Daily Management Review

Long Road Ahead For A Trade Deal, Says China After Trump-Xi Ice-Breaking Meeting


Long Road Ahead For A Trade Deal, Says China After Trump-Xi Ice-Breaking Meeting
There is a long road that the United States and China would be required to tread before both the parties would be able to achieve a trade deal, said Chinese state media, following the decision of the resumption of negotiations on trade talks between the two largest economies of the world to end the year long trade war after the meeting of US president Donald Trump and Chinese premier Xi Jinping earlier this week.
First initiated by Trump, the trade war has seen both countries imposing import tariffs on each others’ goods worth billions of dollars.
The two leaders met at the sidelines of the G20 summit held last week in Osaka, Japan. 
Despite the environment of positivity after the meeting, the official China Daily that is an English-language daily that is often used by Beijing to put its message out to the rest of the world, claimed that there is no guarantee of a trade deal even though the chances of achieving one is increased. "Even though Washington agreed to postpone levying additional tariffs on Chinese goods to make way for negotiations, and Trump even hinted at putting off decisions on Huawei until the end of negotiations, things are still very much up in the air," the newspaper said in an editorial late Saturday.
"Agreement on 90 percent of the issues has proved not to be enough, and with the remaining 10 percent where their fundamental differences reside, it is not going to be easy to reach a 100-percent consensus, since at this point, they remain widely apart even on the conceptual level."
Reports said that Trump was also ready to make some concessions in the case of the Chinese tech giant Huawei Technologies Co, the largest manufacturer of telecom equipment and the second largest smartphone maker of the world, to Xi. The Chinese company was blacklisted in May by the US Commerce Department which effectively barred all American companies from doing any business or sharing any technology with Hiuawei. The Trump administration fears that the equipment of Huawei could be used by Chinese agencies to spy on the US and hence the company is a threat to national security.
The Xi-Trump meeting had sent a "positive signal" to the world, said a top diplomat of the Chinese government's, State Councillor Wang Yi, in his statement about G20 which was issued by the Chinese Foreign Ministry. Despite the existence of a host of issues between the two countries, there is confidence in China that if the consensus arrived at by the two leaders are followed, it would be possible to find a solution to the issues, said Wang. The diplomat added in the statement that a trade deal would also have to be based on of mutual respect.
Trump's comments on Huawei, made at a more than hour-long news conference in Osaka following his sit-down with Xi, generated only a cautious welcome from China. The word "Huawei" was not mentioned at all in the top diplomat's appraisal of G20. Wang Xiaolong, the Foreign Ministry's special envoy of G20 affairs and head of the ministry's Department of International Economic Affairs, said if the United States does what it says on Huawei then China would of course welcome it.

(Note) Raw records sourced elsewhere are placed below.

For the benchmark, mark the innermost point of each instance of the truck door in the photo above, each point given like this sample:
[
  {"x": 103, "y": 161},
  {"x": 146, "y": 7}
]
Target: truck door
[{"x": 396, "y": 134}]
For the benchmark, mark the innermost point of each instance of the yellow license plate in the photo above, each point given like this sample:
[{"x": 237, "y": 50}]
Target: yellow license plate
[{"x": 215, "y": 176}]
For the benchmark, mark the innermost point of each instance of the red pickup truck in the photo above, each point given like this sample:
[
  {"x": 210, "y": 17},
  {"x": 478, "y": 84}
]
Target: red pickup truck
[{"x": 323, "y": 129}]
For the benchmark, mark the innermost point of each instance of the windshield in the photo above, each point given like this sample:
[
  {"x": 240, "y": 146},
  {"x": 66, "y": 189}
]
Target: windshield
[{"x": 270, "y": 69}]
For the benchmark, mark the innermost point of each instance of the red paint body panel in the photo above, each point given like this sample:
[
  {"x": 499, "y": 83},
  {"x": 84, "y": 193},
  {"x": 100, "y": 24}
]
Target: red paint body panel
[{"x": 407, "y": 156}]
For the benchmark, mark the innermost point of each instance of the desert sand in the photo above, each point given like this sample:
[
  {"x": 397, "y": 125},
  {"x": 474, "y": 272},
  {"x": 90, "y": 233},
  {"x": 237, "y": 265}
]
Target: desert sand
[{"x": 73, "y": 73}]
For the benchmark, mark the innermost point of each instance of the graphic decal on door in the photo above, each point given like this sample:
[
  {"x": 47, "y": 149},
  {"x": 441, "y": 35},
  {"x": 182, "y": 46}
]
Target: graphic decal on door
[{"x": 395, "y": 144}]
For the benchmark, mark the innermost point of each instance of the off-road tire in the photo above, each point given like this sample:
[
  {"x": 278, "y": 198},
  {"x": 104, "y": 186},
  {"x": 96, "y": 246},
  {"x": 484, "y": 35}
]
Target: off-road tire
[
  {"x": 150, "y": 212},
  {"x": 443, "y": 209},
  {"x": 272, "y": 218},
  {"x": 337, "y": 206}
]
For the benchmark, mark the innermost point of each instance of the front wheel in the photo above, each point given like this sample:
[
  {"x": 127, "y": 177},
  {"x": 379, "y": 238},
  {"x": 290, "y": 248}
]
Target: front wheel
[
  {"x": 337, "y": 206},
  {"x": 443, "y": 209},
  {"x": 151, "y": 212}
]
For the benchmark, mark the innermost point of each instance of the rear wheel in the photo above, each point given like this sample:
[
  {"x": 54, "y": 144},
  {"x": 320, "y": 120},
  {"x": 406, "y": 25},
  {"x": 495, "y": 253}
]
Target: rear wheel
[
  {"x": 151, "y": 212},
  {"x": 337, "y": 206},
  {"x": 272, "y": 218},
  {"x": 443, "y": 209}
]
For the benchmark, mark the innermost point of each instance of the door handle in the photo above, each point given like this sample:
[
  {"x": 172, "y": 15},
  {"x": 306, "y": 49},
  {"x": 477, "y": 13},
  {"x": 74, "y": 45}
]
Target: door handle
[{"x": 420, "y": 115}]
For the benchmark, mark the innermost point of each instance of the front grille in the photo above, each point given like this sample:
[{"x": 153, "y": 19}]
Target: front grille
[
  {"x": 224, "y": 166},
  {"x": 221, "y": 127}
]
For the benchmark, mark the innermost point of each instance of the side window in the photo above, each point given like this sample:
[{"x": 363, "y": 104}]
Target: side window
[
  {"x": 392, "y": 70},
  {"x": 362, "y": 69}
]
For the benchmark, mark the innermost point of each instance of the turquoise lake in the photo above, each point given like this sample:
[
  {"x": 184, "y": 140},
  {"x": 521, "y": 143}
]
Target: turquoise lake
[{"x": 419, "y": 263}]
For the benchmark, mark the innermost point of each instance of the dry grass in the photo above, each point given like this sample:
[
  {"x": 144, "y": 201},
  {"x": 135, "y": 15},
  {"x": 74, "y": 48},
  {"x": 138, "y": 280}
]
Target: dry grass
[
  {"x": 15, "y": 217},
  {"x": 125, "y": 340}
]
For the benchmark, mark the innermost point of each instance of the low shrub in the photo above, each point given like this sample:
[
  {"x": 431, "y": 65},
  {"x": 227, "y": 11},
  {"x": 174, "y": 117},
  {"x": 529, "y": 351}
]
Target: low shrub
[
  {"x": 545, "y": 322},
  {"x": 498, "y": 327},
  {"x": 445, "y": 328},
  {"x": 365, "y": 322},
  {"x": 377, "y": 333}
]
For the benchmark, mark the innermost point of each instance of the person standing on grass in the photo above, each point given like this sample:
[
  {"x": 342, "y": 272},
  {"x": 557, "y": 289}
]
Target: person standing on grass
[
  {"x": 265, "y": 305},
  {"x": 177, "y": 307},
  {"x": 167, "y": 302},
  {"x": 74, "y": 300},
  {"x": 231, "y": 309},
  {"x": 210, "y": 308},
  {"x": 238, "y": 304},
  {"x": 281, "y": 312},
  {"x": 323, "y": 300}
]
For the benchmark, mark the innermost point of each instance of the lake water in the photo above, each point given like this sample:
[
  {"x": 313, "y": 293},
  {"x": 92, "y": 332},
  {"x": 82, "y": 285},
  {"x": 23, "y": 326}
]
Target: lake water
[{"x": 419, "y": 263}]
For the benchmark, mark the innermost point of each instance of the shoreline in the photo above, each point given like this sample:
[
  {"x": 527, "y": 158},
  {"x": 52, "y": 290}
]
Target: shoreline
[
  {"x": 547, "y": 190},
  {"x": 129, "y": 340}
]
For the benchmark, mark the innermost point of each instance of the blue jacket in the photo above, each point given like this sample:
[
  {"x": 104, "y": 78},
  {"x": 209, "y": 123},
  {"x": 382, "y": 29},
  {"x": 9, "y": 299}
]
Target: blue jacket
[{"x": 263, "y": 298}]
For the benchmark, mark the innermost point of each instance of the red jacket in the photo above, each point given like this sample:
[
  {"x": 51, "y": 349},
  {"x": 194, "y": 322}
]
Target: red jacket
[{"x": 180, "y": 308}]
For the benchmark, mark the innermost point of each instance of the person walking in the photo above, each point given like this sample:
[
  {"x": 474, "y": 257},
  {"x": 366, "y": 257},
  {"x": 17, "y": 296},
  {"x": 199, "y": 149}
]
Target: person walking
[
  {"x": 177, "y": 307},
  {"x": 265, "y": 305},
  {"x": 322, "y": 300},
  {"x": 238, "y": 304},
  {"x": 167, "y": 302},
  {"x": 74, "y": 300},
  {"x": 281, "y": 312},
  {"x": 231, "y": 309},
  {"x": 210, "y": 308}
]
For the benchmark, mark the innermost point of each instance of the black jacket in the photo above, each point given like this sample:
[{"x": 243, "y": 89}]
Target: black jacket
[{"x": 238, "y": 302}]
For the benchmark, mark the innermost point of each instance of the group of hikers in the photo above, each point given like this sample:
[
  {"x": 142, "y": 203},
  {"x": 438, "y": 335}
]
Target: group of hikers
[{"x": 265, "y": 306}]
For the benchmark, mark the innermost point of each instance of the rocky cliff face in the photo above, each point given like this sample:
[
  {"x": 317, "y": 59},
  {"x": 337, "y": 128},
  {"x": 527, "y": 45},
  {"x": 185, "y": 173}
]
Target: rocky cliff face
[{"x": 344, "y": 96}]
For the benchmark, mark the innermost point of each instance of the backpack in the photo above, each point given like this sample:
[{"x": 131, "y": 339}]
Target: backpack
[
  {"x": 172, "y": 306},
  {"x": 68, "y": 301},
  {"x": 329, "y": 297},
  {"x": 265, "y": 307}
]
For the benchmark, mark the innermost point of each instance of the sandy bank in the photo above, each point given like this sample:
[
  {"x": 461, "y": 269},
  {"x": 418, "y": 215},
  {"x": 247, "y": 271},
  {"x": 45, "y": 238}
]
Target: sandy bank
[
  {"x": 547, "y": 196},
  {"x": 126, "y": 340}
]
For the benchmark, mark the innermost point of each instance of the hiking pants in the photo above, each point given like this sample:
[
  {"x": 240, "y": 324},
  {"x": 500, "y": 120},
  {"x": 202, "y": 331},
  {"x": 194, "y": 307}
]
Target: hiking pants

In recent months, the position of China on the trade war and trade negotiations has become more rigid as the country has said that it would no longer be bullied into a trade deal and would fight out the trade war till the end. The United States was now aware that China was not going to give in, said Taoran Notes, an influential WeChat account run by China's Economic Daily. "We've said it before - communication and friction between China and the United States is a long-term, difficult and complex thing. Fighting then talking, fighting then talking, is the normal state of affairs," it said.